Robinson came from Deerfield Beach, Fla., where he mostly fell into that nether world of “athlete” in recruiting. Michigan coaches, looking for the next Pat White — he shepherded Rodriguez’s success at West Virginia, essentially winning him the Michigan job — went to check him out.
“We watched him on film, and obviously he was a very good athlete,” Rodriguez says. “The coaches saw him in practice, called me and said, ‘Hey, coach, he throws better in person than he does on film.’ “
Florida was on him, too, but Robinson saw a chance to play sooner at Michigan.
“I guess I’m in the right place at the right time,” he said this week on a conference call. “Right coaches, right place, right teammates.”
Rodriguez compares Robinson’s leadership ability to White’s, while Robinson deflects that to a handful of teammates, among them guard Steve Schilling of Bellevue.
Starting Saturday, it gets harder for Robinson, whose team faces Michigan State and a preseason All-American linebacker in Greg Jones. Then it’s Iowa and Penn State, which doubtless want no part in the growing legend of Denard Robinson.

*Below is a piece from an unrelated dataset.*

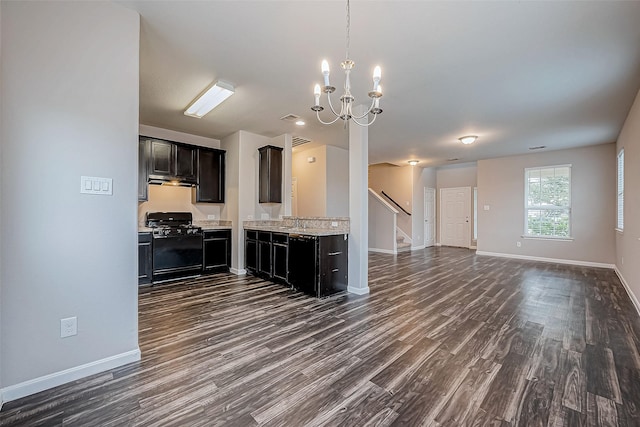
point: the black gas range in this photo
(177, 245)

“I wouldn’t say I’m famous yet,” he said, laughing. “A lot of people know me around town. That’s about it.”
Like the explosion from his first to his second season, that could change.
The end around
• In the Rio Grande Rivalry, New Mexico (0-5) meets New Mexico State (0-4) in a matchup of the Nos. 116 and 118 offenses. As they say, tickets are moving briskly but good seats remain.
• Minnesota and Wisconsin face off in the most-played series in the country: 120 times, or continuous since 1890 but for 1906, when President Teddy Roosevelt ordered a cooling-off period because football was seen as becoming too rough.
• Georgia (1-4) hosts Tennessee (2-3), the Bulldogs risking a five-game losing streak for the first time since 1953.
• Ole Miss is working to replace its mascot, Colonel Reb, because of sentiment that it represents Old South imagery. Still, there’s heavy backing on campus to keep him in place.
• Gary Crowton, ex-Oregon assistant, got caught in the crossfire of criticism after LSU’s clock-mismanaged victory over Tennessee. Coach Les Miles took responsibility but said Crowton called the last series and told reporters, “I don’t know if we could have planned it any poorer. That series of plays was embarrassing to me.”